# California Housing Project

In [None]:
import requests
from pathlib import Path
import pandas as pd
import tarfile

from sklearn.model_selection import train_test_split
import numpy as np
from sklearn.pipeline import make_pipeline
from sklearn.pipeline import Pipeline
from sklearn.preprocessing import FunctionTransformer, StandardScaler
from sklearn.impute import SimpleImputer
from sklearn.compose import ColumnTransformer, make_column_selector
from sklearn.cluster import KMeans
from sklearn.base import BaseEstimator, TransformerMixin
from sklearn.metrics.pairwise import rbf_kernel
from sklearn.preprocessing import OneHotEncoder

## Load the Data

In [None]:
def load_housing_data():
    tarball_path = Path("datasets/housing.tgz")
    if not tarball_path.is_file():
        Path("datasets").mkdir(parents=True, exist_ok=True)
        url = "https://github.com/ageron/data/raw/main/housing.tgz"
        r = requests.get(url, stream=True)
        tarball_path.write_bytes(r.content)
        with tarfile.open(tarball_path, "r:gz") as housing_tarball:
            housing_tarball.extractall(path="datasets")
    return pd.read_csv(Path("datasets/housing/housing.csv"))


In [None]:
df = load_housing_data()

In [None]:
df.head()

In [None]:
df.info()

In [None]:
# ocean_proximity is the only categorical feature in our df and we see that 5 categories exist
df["ocean_proximity"].value_counts()

In [None]:
#summary of the numerical features
df.describe()

In [None]:
# Histogram for each numerical features
import matplotlib.pyplot as plt

df.hist(bins=50, figsize=(12,8))
plt.show()

## Create a test set

In [None]:
# We will do stratified sampling based on the income category

df["income_cat"] = pd.cut(df["median_income"], bins=[0., 1.5, 3.0, 4.5, 6, np.inf], labels=[1,2,3,4,5])

In [None]:
df["income_cat"].value_counts().sort_index().plot.bar(rot=0, grid=True)
plt.xlabel("Income category")
plt.ylabel("Number of districts")
plt.show()

In [None]:
# We will get a single split using the train_test_split() function with the stratify argment.
strat_train_set, strat_test_set = train_test_split(df, test_size=0.2, stratify=df["income_cat"], random_state=42)

In [None]:
# We wont use income_cat again so we will drop it
for set_ in (strat_train_set, strat_test_set):
    set_.drop("income_cat", axis=1, inplace=True)

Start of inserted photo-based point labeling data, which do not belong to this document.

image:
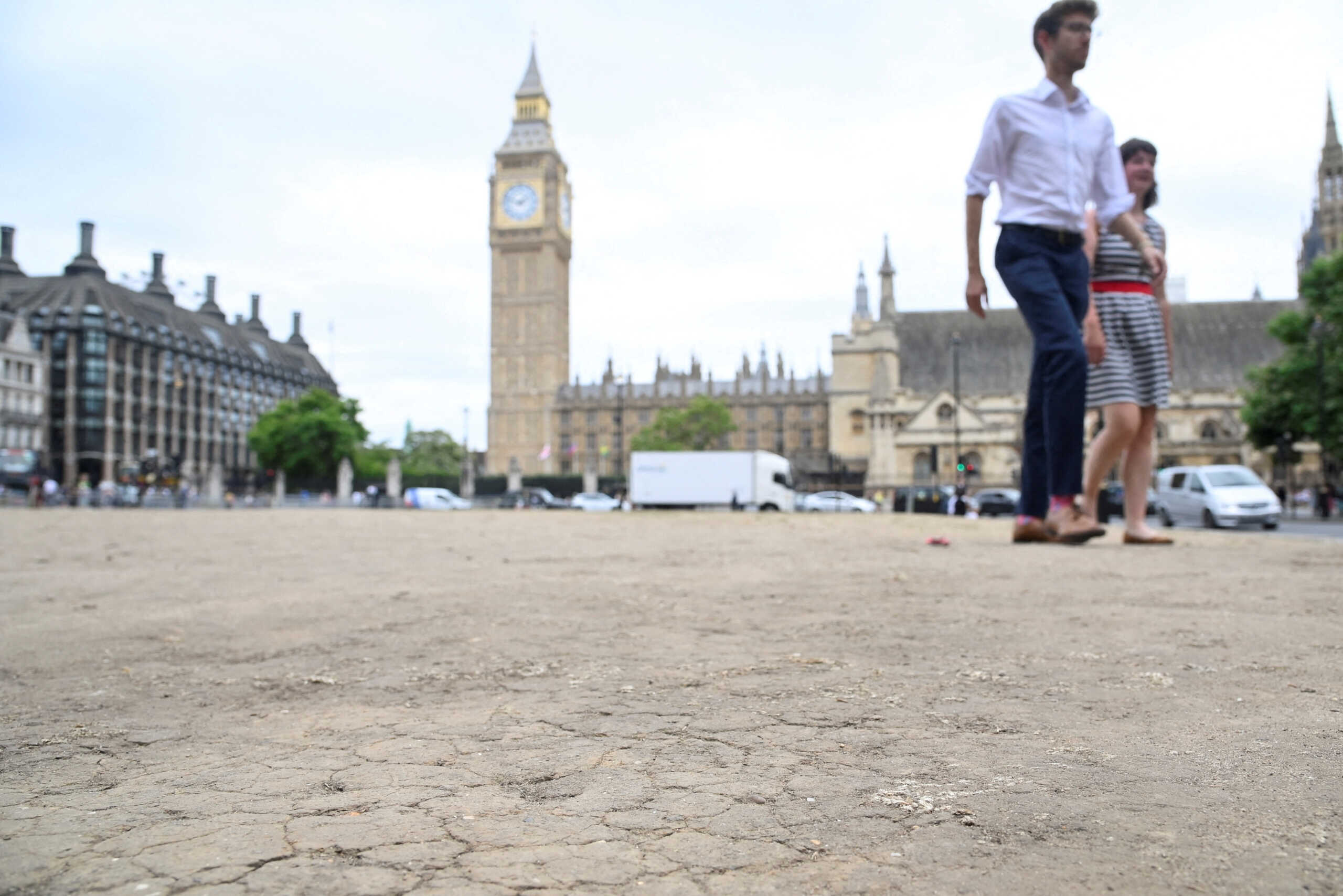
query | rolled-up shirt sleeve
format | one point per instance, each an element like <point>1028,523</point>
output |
<point>1110,187</point>
<point>987,166</point>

## Exploratory Data Analysis

### Visualizing Geographical Data

In [None]:
# This looks like California. We will set alpha = 0.2 to visualize the high-density areas

df.plot(kind="scatter", x="longitude", y="latitude", grid=True, alpha=0.2)
plt.show()

In [None]:
df.plot(kind="scatter", x="longitude", y="latitude", grid=True, 
        s=df["population"] / 100, label="population",
        c="median_house_value", cmap="jet", colorbar=True,
        legend=True, sharex=False, figsize=(12,8))
plt.show()

In [None]:
# red is expensive, blue is ceap, larger circles indicate areas with a larger population.

### Look for Correlations

In [None]:
# Let's look  at how much each attribute correlates with the median house value

corr_matrix = df.select_dtypes(include=['number']).corr()

In [None]:
corr_matrix["median_house_value"].sort_values(ascending=False)

## Prepare the Data for Machine Learning Algorithms

In [None]:
# drop() creates a copy of the data and does not affect strat_train_set
X_train = strat_train_set.drop("median_house_value", axis=1)
y_train = strat_train_set["median_house_value"].copy()

### Transformation Pipelines

In [None]:
# Custom transformer: cluster similarity
class ClusterSimilarity(BaseEstimator, TransformerMixin):
    def __init__(self, n_clusters=10, gamma=1.0, random_state=None):
        self.n_clusters = n_clusters
        self.gamma = gamma
        self.random_state = random_state

    def fit(self, X, y=None, sample_weight=None):
        self.kmeans_ = KMeans(n_clusters=self.n_clusters, random_state=self.random_state)
        self.kmeans_.fit(X, sample_weight=sample_weight)
        return self

    def transform(self, X):
        return rbf_kernel(X, self.kmeans_.cluster_centers_, gamma=self.gamma)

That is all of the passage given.